Sets up new business unit to mine the deep money seams

Hitachi has set up a Hitachi Insight Group (HIG) to focus its variegated and so far separate Internet of Things (IoT) efforts.

It will develop digital products and services, relying on a Lumada IoT platform product. This has a software design supporting customisation by customers and partners.

Hitachi’s IoT portfolio includes products and services for:

  • Public safety and smart cities
  • Energy generation and delivery
  • Transportation
  • Agriculture
  • Manufacturing
  • Water treatment
  • Urban development
  • Construction
  • Mining

HIG is led by CEO Keiji Kojima, who also holds concurrent positions as an SVP and executive officer at Hitachi Ltd. It will focus on four market segments called Smart City, Smart Energy, Smart Healthcare and Smart Industry. It has alliances with SAP, PTC, AT&T, Ericsson, Eurotech S.p.A., Intel, Microsoft, and others.

In general all of these involve devices having sensors to track and report activity. This data is agglomerated and then analysed to improve the efficiency of the processes the sensors are tracking. For example, traffic lights in cities could monitor traffic flow and the overall timing and sequencing of groups of traffic lights optimised to improve traffic flow. Data from CCTV cameras, roadworks, and public transport vehicles could be brought in to improve overall city transportation facilities.

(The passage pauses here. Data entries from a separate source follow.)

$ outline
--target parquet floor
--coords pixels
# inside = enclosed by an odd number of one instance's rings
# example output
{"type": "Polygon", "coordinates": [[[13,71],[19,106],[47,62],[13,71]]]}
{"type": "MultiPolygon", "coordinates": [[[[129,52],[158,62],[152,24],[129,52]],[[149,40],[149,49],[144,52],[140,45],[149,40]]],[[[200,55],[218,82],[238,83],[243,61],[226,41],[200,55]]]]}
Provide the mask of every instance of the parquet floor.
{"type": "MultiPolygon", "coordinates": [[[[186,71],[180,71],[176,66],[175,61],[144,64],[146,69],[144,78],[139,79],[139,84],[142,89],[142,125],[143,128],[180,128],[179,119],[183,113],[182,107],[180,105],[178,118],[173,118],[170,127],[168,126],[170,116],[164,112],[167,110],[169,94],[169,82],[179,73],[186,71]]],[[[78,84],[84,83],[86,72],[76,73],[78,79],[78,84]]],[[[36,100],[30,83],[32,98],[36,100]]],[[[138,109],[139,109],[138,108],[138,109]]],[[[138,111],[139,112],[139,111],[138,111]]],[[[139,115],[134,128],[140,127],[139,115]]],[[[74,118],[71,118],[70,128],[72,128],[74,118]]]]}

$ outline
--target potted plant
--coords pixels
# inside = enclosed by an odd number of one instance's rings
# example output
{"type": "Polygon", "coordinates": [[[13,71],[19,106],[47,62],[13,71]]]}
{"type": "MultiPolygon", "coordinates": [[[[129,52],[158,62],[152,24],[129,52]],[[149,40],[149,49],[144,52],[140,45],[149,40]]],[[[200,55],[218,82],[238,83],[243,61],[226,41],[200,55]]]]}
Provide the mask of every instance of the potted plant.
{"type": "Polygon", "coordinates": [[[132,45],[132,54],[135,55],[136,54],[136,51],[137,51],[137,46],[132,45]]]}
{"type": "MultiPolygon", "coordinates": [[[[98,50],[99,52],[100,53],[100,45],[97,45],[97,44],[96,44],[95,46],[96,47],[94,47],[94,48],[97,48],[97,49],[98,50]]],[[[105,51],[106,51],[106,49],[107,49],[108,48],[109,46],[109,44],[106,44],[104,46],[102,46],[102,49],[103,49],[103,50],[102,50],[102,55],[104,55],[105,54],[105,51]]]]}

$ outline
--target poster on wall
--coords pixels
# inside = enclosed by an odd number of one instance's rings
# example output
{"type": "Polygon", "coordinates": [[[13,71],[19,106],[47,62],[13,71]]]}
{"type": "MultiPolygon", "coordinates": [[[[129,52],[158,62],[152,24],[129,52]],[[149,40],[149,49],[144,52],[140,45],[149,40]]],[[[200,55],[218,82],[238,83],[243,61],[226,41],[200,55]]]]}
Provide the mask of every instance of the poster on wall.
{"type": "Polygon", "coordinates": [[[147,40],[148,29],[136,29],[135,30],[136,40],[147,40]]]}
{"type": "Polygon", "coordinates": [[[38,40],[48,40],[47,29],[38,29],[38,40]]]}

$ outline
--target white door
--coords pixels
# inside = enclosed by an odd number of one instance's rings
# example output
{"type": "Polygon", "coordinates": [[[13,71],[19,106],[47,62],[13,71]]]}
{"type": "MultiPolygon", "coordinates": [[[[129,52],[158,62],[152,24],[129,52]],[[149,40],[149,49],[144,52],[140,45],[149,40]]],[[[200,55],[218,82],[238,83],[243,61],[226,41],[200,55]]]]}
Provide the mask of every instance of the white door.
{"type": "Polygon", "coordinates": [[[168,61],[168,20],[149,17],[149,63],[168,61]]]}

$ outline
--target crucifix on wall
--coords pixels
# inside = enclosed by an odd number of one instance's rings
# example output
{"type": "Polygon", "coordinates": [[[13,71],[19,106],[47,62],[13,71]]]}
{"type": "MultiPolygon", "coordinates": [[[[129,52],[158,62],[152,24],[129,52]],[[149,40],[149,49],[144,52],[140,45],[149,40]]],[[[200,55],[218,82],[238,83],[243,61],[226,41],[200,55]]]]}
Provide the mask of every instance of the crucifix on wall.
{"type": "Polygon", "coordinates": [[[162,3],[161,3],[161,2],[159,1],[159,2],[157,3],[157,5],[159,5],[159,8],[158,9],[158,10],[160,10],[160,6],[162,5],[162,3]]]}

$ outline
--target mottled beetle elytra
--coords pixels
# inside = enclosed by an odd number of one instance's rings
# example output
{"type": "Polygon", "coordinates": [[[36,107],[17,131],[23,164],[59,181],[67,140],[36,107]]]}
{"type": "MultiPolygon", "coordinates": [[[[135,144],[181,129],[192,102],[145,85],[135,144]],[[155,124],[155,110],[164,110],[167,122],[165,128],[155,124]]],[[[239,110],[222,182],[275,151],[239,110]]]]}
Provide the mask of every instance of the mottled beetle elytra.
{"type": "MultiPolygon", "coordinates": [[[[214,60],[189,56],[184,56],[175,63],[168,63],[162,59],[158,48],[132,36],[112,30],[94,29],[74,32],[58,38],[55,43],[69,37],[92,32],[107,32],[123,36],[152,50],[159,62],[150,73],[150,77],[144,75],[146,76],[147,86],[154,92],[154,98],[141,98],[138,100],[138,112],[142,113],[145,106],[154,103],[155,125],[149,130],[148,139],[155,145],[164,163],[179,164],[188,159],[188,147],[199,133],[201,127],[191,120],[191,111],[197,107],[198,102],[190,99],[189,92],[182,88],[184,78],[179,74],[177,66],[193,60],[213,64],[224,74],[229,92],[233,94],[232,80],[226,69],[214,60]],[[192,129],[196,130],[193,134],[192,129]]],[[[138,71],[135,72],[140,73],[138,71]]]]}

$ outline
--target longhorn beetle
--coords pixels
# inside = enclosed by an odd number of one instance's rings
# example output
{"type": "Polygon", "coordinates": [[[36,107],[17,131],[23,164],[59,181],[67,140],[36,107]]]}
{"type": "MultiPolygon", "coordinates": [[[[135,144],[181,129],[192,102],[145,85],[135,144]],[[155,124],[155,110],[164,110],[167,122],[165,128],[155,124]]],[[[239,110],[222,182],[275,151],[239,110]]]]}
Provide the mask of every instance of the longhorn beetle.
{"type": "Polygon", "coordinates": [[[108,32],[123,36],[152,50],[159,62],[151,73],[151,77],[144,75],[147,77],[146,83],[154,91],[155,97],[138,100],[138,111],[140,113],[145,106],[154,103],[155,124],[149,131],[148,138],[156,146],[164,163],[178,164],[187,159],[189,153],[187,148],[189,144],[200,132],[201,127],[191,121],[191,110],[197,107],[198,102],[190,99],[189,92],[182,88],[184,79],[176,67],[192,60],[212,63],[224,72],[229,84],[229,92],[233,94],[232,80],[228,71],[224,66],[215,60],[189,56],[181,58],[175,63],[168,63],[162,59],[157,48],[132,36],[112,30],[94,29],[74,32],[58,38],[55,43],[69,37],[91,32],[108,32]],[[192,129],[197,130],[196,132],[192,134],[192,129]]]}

Hitachi says that it has more than 16,000 employees from HIG and other Hitachi divisions involved in its IoT efforts. The company has a set of IoT centres, called Centres for Social Innovation, in multiple geographic regions to help persuade customers to spend the big money involved. We’re told cross-disciplinary researchers, data scientists and solution architects will work on IoT-type scheme developments up to the proof-of-concept phase with customers.

Hitachi seems to be scenting a money pit here that requires a lot of concerted effort to mine by persuading customers to run fragmented, silo-riven, often analogue processes inside an overall, digital software-based scheme, with multiple sensor-based data inputs used to dynamically optimise the processes.

HIG benefits are multi-faceted in their claims, including “increased productivity and safety, streamlined processes, reduced operational costs and carbon footprint, or improved quality of life,” with Hitachi trying to attract as many potential big money projects as possible with this marketing malarkey. It admits that large-scale IoT project can be problematical, with “new layers of complexity and rigidity … making them difficult to modify and incapable of holistically supporting all the elements of digital business and market ecosystems at scale.”

Customers also better be aware that there are no IoT standards in general and lock-in to your main suppliers is going to be a fact of life.

Christian Renaud, IoT research director at 451 Research, has a canned quote in Hitachi’s announcement: “While it is still very early days in the IoT platform market, the landscape is crowded, making it difficult for new vendors to differentiate themselves.”

Of course, he then praises Hitachi to the hilt with the usual supporting analyst quotery: “Hitachi’s extensive expertise in OT and IT gives them a unique understanding of the fundamental requirements to build and deploy IoT solutions at scale. This puts Hitachi in a great position to help customers get actionable business insight that translates into real business value, faster.”

Well, no-one would want unreal business value or unactionable insights.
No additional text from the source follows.